20-09-2025 12:00:00 AM
ANI New Delhi
India's stock markets are being supported largely by consistent mutual fund investments, which are preventing a deeper fall despite heavy outflows, according to a report by Jefferies. The report said that without these inflows, the high level of supply in the market could have led to a collapse.
It stated, "Indian market will continue to trade sideways for the rest of the year as mutual fund inflows continue to absorb equity supply. Importantly, the supply is not expected to subside, barring a market collapse, with Jefferies' India office estimating USD 50-70bn of supply in the next 12 months".
The report noted that Indian markets are expected to trade sideways for the rest of the year as steady mutual fund inflows continue to absorb equity supply. In the first five months of the current fiscal year beginning April 1, mutual funds recorded inflows of USD 21 billion, including around USD 3 billion a month coming through SIPs.

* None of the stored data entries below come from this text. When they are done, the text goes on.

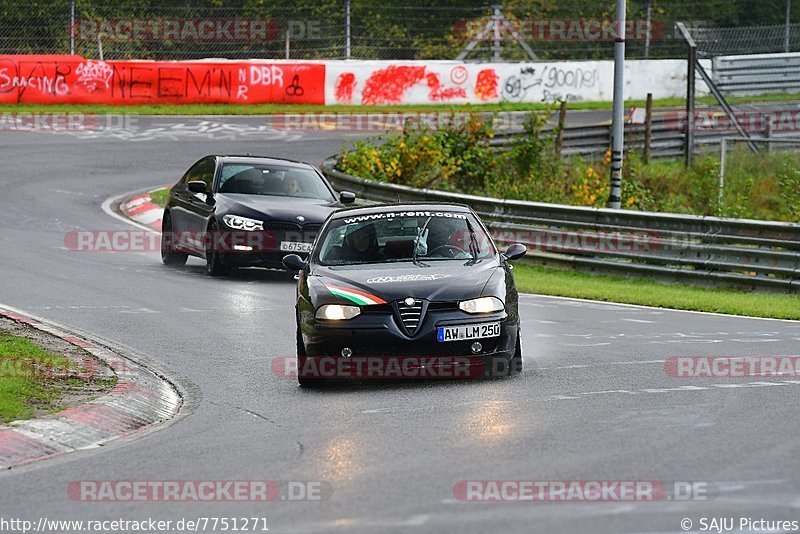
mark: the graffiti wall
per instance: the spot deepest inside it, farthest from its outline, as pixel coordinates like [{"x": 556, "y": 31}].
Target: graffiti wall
[
  {"x": 376, "y": 83},
  {"x": 73, "y": 79}
]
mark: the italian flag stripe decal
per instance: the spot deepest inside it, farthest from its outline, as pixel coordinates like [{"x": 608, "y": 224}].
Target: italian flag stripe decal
[{"x": 362, "y": 298}]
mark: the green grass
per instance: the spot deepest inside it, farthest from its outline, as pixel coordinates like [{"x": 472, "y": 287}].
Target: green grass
[
  {"x": 159, "y": 196},
  {"x": 21, "y": 392},
  {"x": 268, "y": 109},
  {"x": 548, "y": 281}
]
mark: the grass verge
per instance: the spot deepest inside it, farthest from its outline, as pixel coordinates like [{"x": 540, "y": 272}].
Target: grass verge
[
  {"x": 34, "y": 380},
  {"x": 270, "y": 109},
  {"x": 563, "y": 283}
]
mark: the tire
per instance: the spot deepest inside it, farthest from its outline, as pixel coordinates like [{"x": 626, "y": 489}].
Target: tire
[
  {"x": 515, "y": 365},
  {"x": 169, "y": 256},
  {"x": 502, "y": 367},
  {"x": 216, "y": 264},
  {"x": 305, "y": 381}
]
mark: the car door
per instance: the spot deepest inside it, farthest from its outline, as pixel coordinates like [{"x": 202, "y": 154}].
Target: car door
[
  {"x": 200, "y": 206},
  {"x": 189, "y": 210}
]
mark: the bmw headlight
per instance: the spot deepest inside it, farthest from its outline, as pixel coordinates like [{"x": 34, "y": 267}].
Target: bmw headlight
[
  {"x": 237, "y": 222},
  {"x": 337, "y": 312},
  {"x": 482, "y": 305}
]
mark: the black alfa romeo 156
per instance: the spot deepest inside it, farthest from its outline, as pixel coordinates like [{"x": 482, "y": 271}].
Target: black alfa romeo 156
[{"x": 419, "y": 285}]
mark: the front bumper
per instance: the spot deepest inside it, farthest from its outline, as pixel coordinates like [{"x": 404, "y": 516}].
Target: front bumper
[
  {"x": 376, "y": 342},
  {"x": 266, "y": 258}
]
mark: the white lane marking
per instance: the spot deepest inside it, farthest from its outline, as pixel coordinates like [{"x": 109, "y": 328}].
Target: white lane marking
[
  {"x": 679, "y": 389},
  {"x": 149, "y": 216},
  {"x": 106, "y": 207},
  {"x": 653, "y": 308}
]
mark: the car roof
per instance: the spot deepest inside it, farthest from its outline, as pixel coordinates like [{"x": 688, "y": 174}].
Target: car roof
[
  {"x": 405, "y": 206},
  {"x": 250, "y": 159}
]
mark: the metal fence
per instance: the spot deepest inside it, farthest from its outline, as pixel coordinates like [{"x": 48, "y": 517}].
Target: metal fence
[
  {"x": 378, "y": 29},
  {"x": 701, "y": 250},
  {"x": 668, "y": 135},
  {"x": 757, "y": 74}
]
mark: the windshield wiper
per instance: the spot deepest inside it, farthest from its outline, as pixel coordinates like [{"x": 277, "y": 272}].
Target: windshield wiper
[
  {"x": 474, "y": 247},
  {"x": 416, "y": 244}
]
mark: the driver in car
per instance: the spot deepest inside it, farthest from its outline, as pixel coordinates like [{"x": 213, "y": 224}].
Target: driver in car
[
  {"x": 361, "y": 245},
  {"x": 443, "y": 237}
]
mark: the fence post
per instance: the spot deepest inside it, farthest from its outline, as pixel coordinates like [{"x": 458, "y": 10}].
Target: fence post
[
  {"x": 691, "y": 67},
  {"x": 617, "y": 112},
  {"x": 723, "y": 149},
  {"x": 562, "y": 119},
  {"x": 72, "y": 28},
  {"x": 648, "y": 128},
  {"x": 347, "y": 29}
]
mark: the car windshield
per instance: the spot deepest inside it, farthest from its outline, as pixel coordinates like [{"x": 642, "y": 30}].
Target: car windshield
[
  {"x": 264, "y": 179},
  {"x": 419, "y": 236}
]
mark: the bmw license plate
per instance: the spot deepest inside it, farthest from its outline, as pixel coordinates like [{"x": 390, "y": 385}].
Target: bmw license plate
[
  {"x": 294, "y": 246},
  {"x": 469, "y": 331}
]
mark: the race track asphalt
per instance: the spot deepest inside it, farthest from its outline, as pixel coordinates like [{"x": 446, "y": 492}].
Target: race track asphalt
[{"x": 593, "y": 403}]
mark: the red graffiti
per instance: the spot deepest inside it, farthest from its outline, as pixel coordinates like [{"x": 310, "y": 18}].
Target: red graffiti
[
  {"x": 486, "y": 85},
  {"x": 74, "y": 80},
  {"x": 345, "y": 85},
  {"x": 442, "y": 93},
  {"x": 389, "y": 85}
]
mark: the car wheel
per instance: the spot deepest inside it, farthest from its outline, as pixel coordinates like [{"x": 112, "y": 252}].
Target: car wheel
[
  {"x": 303, "y": 379},
  {"x": 169, "y": 256},
  {"x": 216, "y": 264},
  {"x": 507, "y": 367}
]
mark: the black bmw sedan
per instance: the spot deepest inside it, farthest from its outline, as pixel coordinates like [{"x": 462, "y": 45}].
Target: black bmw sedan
[
  {"x": 245, "y": 211},
  {"x": 411, "y": 290}
]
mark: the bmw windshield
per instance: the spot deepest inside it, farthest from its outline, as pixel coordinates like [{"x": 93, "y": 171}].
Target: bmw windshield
[
  {"x": 272, "y": 180},
  {"x": 417, "y": 236}
]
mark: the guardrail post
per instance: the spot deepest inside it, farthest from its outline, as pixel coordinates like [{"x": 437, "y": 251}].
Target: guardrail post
[
  {"x": 562, "y": 119},
  {"x": 648, "y": 128}
]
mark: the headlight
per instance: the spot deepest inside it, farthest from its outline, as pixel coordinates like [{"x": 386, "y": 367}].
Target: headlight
[
  {"x": 238, "y": 222},
  {"x": 482, "y": 305},
  {"x": 337, "y": 312}
]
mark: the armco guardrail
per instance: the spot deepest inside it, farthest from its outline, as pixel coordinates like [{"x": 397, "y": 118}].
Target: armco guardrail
[
  {"x": 757, "y": 74},
  {"x": 743, "y": 253}
]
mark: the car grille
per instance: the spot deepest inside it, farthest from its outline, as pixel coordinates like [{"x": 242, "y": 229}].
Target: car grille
[
  {"x": 410, "y": 316},
  {"x": 286, "y": 231},
  {"x": 269, "y": 225}
]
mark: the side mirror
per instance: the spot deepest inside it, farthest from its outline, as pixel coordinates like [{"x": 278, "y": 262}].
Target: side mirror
[
  {"x": 293, "y": 262},
  {"x": 196, "y": 186},
  {"x": 515, "y": 251}
]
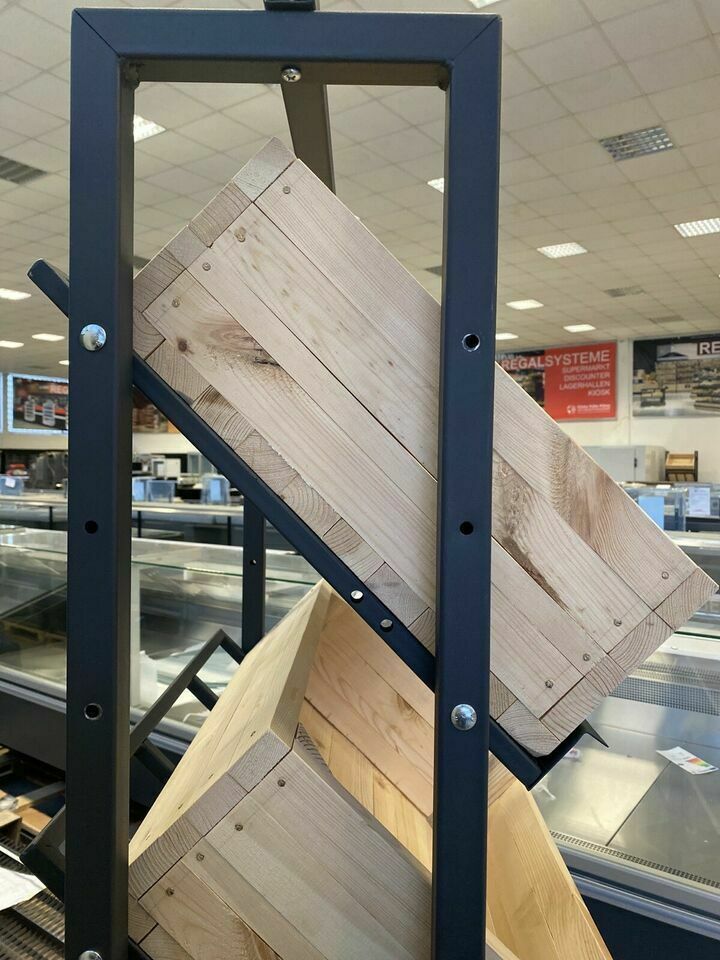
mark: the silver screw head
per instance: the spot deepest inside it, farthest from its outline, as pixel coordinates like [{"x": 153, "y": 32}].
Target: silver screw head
[
  {"x": 93, "y": 337},
  {"x": 463, "y": 716}
]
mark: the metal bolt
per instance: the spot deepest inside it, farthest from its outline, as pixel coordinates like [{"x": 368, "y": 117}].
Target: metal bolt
[
  {"x": 291, "y": 74},
  {"x": 93, "y": 337},
  {"x": 463, "y": 716}
]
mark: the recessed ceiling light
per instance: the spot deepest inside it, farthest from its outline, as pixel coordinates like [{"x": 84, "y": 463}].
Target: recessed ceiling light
[
  {"x": 557, "y": 250},
  {"x": 524, "y": 304},
  {"x": 697, "y": 228},
  {"x": 637, "y": 143},
  {"x": 13, "y": 294},
  {"x": 579, "y": 327},
  {"x": 142, "y": 128}
]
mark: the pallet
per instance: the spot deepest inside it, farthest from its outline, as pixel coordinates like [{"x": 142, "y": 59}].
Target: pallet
[
  {"x": 298, "y": 824},
  {"x": 313, "y": 353}
]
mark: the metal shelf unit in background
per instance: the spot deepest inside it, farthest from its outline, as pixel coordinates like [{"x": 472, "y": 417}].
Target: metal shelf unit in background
[{"x": 112, "y": 51}]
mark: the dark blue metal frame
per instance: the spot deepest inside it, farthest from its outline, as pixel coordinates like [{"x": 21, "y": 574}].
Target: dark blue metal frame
[{"x": 111, "y": 51}]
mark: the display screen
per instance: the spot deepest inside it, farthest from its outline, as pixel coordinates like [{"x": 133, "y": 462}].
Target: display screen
[
  {"x": 571, "y": 383},
  {"x": 37, "y": 404}
]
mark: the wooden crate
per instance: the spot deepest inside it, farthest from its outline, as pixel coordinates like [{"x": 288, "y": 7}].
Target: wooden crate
[
  {"x": 314, "y": 354},
  {"x": 297, "y": 825}
]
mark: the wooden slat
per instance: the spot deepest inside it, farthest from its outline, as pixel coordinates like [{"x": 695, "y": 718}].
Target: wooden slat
[
  {"x": 199, "y": 921},
  {"x": 249, "y": 730},
  {"x": 294, "y": 424}
]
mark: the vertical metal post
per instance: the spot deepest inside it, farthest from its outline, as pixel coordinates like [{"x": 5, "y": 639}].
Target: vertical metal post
[
  {"x": 253, "y": 612},
  {"x": 99, "y": 516},
  {"x": 464, "y": 499}
]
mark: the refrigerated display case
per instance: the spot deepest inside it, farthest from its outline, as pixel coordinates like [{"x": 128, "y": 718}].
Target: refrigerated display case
[
  {"x": 636, "y": 828},
  {"x": 181, "y": 594}
]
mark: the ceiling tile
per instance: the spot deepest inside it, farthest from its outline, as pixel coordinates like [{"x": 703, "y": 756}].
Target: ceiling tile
[
  {"x": 597, "y": 89},
  {"x": 530, "y": 22},
  {"x": 660, "y": 27},
  {"x": 681, "y": 65},
  {"x": 32, "y": 39},
  {"x": 537, "y": 106},
  {"x": 568, "y": 57}
]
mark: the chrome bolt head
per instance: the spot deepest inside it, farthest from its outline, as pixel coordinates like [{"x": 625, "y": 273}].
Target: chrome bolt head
[
  {"x": 93, "y": 337},
  {"x": 463, "y": 716}
]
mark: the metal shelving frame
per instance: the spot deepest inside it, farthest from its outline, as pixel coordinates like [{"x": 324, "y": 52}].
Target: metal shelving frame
[{"x": 112, "y": 51}]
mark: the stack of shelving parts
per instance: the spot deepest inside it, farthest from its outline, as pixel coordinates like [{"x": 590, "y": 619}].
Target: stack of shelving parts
[
  {"x": 297, "y": 825},
  {"x": 314, "y": 354}
]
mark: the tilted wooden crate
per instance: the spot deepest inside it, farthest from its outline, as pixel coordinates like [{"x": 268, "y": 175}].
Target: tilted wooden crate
[
  {"x": 298, "y": 338},
  {"x": 297, "y": 824}
]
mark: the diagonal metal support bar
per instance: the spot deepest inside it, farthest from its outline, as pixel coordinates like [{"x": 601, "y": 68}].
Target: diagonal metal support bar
[{"x": 527, "y": 768}]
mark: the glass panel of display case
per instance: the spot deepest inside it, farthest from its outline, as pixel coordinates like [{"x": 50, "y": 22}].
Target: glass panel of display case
[
  {"x": 627, "y": 811},
  {"x": 181, "y": 594}
]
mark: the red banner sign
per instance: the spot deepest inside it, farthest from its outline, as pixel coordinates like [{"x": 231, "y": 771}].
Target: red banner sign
[{"x": 571, "y": 383}]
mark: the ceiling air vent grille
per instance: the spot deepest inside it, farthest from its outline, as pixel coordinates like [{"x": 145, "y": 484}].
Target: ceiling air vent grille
[
  {"x": 18, "y": 172},
  {"x": 637, "y": 143},
  {"x": 624, "y": 291}
]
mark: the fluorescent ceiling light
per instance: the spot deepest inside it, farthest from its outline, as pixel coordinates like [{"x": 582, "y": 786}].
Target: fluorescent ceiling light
[
  {"x": 637, "y": 143},
  {"x": 557, "y": 250},
  {"x": 697, "y": 228},
  {"x": 142, "y": 128},
  {"x": 524, "y": 304},
  {"x": 13, "y": 294}
]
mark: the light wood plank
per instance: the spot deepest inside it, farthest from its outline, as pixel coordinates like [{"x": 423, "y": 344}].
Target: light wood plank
[
  {"x": 570, "y": 571},
  {"x": 199, "y": 921},
  {"x": 317, "y": 315},
  {"x": 584, "y": 496},
  {"x": 251, "y": 727},
  {"x": 301, "y": 431}
]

Gold may surge to record $6,600/oz
Gold prices could rise significantly higher to a record high of USD 6,600 per ounce if the ongoing bull run continues, according to a report by Jefferies. The firm said this projection is based on historical trends and the long-term methodology it has followed to track the yellow metal. The report pointed out that at the peak of the last major bull market in January 1980, gold was equal to 9.9 per cent of US disposable income per capita.